Typhoon Khanun made landfall in South Korea on Thursday and was expected to traverse the Korean Peninsula slowly over the next two days, bringing torrential rains and powerful winds to a region already experiencing an unusually wet and deadly storm season.

As preparation for the typhoon, more than a hundred flights were canceled, schools in several cities switched to remote learning, ships were returned to ports, more than 10,000 people evacuated their homes and officials warned residents of the danger of landslides and floods nationwide.

“The typhoon’s slow movement is expected to cause a lot of damage,” President Yoon Suk Yeol said on Wednesday night.

The typhoon made landfall on Geoje Island, off the southeast coast, on Thursday at 9:20 a.m. local time, according to the Korea Meteorological Administration. Forecasts show that the eye of the storm is likely to pass over the greater Seoul area, home to more than half of the country’s population, on Thursday night, before barreling into North Korea.

South Korean meteorologists said that Khanun was advancing north-northwest at about 14 miles per hour on Thursday. Because of its relatively slow pace, rain clouds have lingered, resulting in substantial precipitation. Parts of South Korea were expected to record about 20 inches of rain on Thursday.

Khanun had maximum sustained winds of 63 m.p.h., with gusts of 81 m.p.h., in South Korea on Thursday morning, the United States military’s Joint Typhoon Warning Center in Hawaii said. On the five-category wind scale that U.S. meteorologists use to measure hurricanes, Khanun would count as a tropical storm. Its winds are expected to weaken gradually as it traverses land.

South Korea has already been battered by an unusually harsh monsoon season. Last month, at least 47 people were killed, and 35 others were injured by nearly three weeks of some of the heaviest monsoon rains in years. Fourteen of the dead had been trapped in a flooded highway underpass.

Other East Asian countries have also had a deadly wet season. In Japan, at least six people died in Kyushu after the island was hit by what officials called “the heaviest rain ever experienced” in the region. An earlier typhoon, Doksuri, left at least 33 people dead in Beijing last week.

Last week, Khanun left at least two people dead, 100 others injured and thousands of households without power in Okinawa, Japan, the country’s southernmost prefecture. At the time, the storm was moving northwest toward China, but over the weekend it charted a zigzag path over Japan’s southern islands, until it doglegged north on Tuesday.
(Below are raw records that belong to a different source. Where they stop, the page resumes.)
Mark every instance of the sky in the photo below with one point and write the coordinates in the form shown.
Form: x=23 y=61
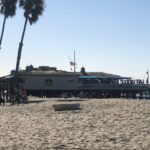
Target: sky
x=111 y=36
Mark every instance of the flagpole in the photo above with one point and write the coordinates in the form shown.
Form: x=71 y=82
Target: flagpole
x=74 y=62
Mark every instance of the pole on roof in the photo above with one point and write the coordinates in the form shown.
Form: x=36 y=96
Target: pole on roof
x=74 y=62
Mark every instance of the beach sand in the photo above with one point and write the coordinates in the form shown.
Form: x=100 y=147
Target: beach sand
x=101 y=124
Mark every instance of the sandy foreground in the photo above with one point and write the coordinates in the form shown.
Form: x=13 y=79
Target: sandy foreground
x=101 y=124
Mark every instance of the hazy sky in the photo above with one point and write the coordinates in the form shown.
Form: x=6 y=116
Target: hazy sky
x=111 y=36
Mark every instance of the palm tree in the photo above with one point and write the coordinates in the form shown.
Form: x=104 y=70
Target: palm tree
x=8 y=9
x=32 y=10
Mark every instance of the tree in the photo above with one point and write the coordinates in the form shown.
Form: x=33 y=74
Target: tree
x=32 y=10
x=8 y=9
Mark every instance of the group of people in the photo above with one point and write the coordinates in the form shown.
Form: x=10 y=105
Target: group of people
x=13 y=93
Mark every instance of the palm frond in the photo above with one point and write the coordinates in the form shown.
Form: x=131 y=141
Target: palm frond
x=8 y=7
x=32 y=9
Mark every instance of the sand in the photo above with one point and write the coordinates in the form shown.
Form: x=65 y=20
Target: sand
x=101 y=124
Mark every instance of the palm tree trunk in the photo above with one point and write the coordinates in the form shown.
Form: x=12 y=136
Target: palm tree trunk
x=20 y=47
x=3 y=28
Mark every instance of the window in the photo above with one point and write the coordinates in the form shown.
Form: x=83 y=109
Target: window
x=48 y=82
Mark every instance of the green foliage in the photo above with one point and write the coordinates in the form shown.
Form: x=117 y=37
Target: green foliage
x=32 y=9
x=8 y=7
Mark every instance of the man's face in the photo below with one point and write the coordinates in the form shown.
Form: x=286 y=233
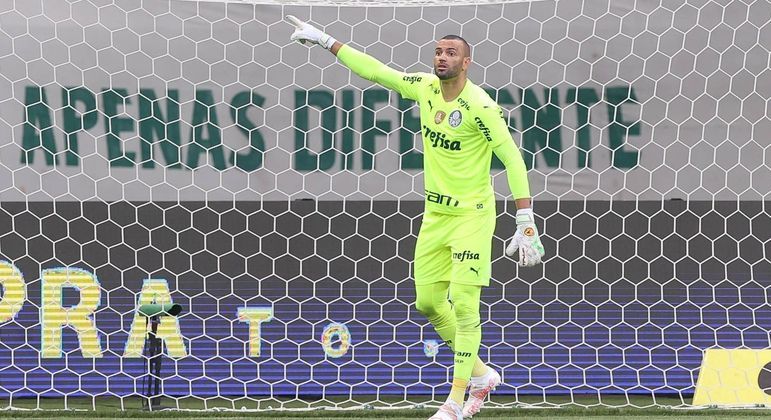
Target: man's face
x=450 y=58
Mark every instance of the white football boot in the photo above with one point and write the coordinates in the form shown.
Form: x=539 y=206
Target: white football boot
x=450 y=410
x=479 y=388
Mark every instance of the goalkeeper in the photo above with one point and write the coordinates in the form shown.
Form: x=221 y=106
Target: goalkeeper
x=461 y=128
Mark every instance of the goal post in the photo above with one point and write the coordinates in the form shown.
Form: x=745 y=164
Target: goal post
x=188 y=153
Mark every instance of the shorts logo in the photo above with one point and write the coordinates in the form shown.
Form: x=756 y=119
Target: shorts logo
x=455 y=118
x=465 y=255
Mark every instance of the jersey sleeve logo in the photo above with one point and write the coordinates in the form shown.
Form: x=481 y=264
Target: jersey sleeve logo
x=439 y=117
x=455 y=118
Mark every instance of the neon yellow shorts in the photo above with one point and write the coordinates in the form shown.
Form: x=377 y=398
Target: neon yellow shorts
x=455 y=248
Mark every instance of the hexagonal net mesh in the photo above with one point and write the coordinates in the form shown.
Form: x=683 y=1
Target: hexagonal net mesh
x=188 y=152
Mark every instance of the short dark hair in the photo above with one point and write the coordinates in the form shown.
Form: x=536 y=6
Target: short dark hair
x=459 y=38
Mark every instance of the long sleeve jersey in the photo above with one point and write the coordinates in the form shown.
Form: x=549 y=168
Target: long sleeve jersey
x=459 y=137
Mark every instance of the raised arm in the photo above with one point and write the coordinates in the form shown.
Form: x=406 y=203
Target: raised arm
x=360 y=63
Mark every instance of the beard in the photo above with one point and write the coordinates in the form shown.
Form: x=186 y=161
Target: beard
x=448 y=73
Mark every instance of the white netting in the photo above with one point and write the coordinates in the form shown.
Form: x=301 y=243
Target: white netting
x=191 y=148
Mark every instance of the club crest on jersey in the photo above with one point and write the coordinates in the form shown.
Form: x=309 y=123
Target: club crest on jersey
x=439 y=117
x=455 y=118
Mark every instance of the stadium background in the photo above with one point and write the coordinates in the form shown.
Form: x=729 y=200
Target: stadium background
x=643 y=124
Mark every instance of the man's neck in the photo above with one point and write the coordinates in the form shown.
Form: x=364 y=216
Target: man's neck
x=451 y=88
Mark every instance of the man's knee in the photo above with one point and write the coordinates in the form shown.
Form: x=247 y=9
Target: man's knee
x=466 y=312
x=428 y=308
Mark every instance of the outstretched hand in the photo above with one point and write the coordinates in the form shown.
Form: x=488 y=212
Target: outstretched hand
x=526 y=241
x=307 y=33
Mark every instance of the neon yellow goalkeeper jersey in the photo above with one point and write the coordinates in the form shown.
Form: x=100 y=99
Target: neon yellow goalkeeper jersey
x=458 y=136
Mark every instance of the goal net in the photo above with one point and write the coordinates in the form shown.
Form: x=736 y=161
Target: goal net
x=187 y=152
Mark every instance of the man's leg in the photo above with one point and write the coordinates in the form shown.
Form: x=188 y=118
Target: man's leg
x=431 y=301
x=468 y=336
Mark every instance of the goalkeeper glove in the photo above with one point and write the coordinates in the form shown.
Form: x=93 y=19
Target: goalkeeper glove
x=525 y=240
x=305 y=32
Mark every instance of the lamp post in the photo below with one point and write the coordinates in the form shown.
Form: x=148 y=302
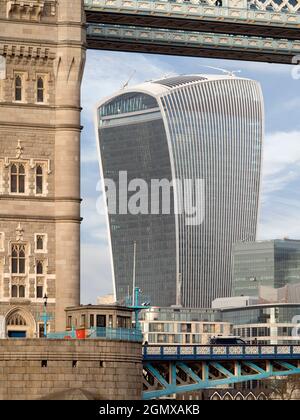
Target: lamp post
x=45 y=298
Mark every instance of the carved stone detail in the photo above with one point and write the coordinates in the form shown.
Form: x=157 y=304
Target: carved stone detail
x=25 y=9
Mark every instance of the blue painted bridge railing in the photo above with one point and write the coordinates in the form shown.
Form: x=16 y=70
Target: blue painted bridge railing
x=122 y=334
x=236 y=352
x=169 y=370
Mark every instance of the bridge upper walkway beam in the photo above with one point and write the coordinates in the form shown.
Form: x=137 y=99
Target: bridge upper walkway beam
x=234 y=29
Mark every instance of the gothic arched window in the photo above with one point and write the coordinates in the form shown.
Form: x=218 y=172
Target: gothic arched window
x=21 y=291
x=14 y=291
x=39 y=268
x=18 y=88
x=39 y=179
x=17 y=178
x=40 y=89
x=40 y=243
x=18 y=258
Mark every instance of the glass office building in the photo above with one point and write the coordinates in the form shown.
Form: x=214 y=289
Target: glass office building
x=194 y=127
x=272 y=264
x=182 y=325
x=266 y=324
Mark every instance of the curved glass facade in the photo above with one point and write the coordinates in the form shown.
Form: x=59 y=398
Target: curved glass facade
x=136 y=142
x=209 y=129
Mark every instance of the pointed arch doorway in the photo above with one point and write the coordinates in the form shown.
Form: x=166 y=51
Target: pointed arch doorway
x=19 y=324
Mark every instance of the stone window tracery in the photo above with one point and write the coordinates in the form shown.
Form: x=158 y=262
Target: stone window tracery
x=18 y=259
x=17 y=178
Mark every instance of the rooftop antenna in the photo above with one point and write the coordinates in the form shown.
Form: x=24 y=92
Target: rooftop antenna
x=230 y=73
x=128 y=81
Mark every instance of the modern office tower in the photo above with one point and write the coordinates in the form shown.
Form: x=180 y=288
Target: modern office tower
x=191 y=127
x=182 y=325
x=268 y=264
x=275 y=324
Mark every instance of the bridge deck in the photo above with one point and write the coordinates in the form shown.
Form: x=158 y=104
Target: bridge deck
x=251 y=352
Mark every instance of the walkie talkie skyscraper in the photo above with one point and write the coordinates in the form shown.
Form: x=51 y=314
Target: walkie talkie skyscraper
x=191 y=127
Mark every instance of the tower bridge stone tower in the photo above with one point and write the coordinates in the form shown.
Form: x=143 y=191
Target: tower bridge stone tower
x=42 y=55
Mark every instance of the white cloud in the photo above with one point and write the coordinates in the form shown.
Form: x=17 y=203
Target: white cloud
x=107 y=72
x=95 y=272
x=281 y=161
x=281 y=150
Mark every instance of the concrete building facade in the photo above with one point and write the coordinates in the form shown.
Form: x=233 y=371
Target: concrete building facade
x=182 y=325
x=265 y=264
x=42 y=60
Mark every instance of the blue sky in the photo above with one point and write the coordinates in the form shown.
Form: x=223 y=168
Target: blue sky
x=105 y=74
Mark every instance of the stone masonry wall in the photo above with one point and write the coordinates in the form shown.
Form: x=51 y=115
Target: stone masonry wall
x=106 y=369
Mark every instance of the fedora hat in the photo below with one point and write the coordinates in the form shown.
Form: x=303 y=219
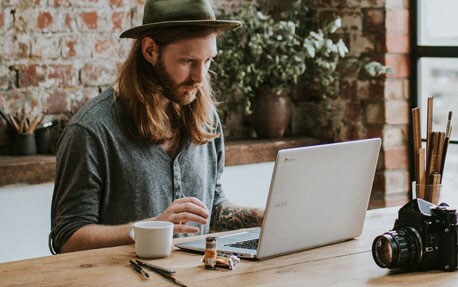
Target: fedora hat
x=166 y=13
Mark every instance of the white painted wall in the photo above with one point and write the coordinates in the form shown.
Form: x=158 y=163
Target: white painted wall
x=25 y=209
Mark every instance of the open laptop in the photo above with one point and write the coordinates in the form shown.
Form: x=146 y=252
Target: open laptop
x=318 y=196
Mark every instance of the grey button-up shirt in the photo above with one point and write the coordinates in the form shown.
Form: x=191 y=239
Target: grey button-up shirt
x=105 y=176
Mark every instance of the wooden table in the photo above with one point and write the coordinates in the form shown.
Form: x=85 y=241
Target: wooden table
x=345 y=264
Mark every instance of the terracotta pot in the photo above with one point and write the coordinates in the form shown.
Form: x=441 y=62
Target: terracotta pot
x=271 y=113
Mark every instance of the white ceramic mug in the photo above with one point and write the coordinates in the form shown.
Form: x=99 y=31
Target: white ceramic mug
x=153 y=239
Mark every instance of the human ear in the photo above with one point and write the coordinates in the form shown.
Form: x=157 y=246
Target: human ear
x=149 y=50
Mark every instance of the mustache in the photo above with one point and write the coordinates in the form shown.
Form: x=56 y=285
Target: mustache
x=191 y=83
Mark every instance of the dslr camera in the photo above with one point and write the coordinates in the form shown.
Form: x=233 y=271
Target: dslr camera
x=424 y=237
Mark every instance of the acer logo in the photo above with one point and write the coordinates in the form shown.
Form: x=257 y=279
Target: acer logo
x=280 y=204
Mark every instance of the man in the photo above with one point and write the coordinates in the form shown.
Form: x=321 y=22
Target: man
x=152 y=146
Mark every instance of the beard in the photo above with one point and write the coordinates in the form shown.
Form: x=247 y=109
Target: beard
x=183 y=93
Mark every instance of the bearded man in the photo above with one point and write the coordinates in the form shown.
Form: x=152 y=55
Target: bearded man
x=151 y=147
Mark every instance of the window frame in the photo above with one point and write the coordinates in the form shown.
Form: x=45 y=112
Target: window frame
x=420 y=51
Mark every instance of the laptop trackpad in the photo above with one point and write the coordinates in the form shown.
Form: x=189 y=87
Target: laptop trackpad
x=222 y=242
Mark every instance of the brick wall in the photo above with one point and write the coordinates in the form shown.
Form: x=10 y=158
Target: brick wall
x=378 y=29
x=57 y=54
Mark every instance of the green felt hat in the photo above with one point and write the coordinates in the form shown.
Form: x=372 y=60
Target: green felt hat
x=166 y=13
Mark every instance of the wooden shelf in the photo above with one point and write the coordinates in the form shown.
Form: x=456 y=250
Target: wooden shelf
x=41 y=168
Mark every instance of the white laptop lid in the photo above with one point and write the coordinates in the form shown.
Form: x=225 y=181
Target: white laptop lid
x=318 y=195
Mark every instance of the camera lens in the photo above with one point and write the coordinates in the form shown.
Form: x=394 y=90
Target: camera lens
x=399 y=248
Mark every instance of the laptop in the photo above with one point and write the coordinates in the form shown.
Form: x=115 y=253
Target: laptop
x=318 y=196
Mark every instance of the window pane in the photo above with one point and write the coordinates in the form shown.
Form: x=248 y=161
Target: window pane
x=437 y=23
x=439 y=79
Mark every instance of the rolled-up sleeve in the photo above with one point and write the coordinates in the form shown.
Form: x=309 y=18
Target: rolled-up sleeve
x=219 y=196
x=78 y=186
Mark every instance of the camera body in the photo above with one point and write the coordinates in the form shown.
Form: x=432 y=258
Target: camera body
x=424 y=237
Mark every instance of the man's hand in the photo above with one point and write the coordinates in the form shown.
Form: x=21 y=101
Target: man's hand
x=184 y=210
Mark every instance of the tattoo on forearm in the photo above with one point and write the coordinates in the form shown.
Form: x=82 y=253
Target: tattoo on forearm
x=230 y=217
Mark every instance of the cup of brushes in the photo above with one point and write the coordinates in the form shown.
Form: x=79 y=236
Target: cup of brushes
x=21 y=129
x=429 y=161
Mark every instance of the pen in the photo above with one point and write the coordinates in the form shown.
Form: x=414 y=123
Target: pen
x=170 y=277
x=153 y=267
x=140 y=270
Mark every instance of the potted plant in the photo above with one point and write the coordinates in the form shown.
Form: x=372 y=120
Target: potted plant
x=260 y=63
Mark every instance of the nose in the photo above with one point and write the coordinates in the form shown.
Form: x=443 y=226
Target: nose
x=198 y=73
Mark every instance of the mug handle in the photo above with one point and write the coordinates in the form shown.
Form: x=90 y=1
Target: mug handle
x=132 y=232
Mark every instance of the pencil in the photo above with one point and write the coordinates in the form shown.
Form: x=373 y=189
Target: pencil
x=421 y=175
x=435 y=189
x=139 y=269
x=444 y=153
x=429 y=123
x=416 y=132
As the typhoon approached Japan and South Korea, both countries issued landslide and flood warnings and evacuation orders to residents. In South Korea, tens of thousands of teenagers who had gathered for the 25th World Scout Jamboree, and who had already been dealing with a brutal heat wave, finished evacuating their campsite on Wednesday.

On Wednesday, the storm skirted past Kyushu, the southernmost of Japan’s main islands, with its clouds covering the entire island. More than a hundred flights to and from the island and parts of a high-speed railway network there were suspended. The storm also left 18,000 households without power.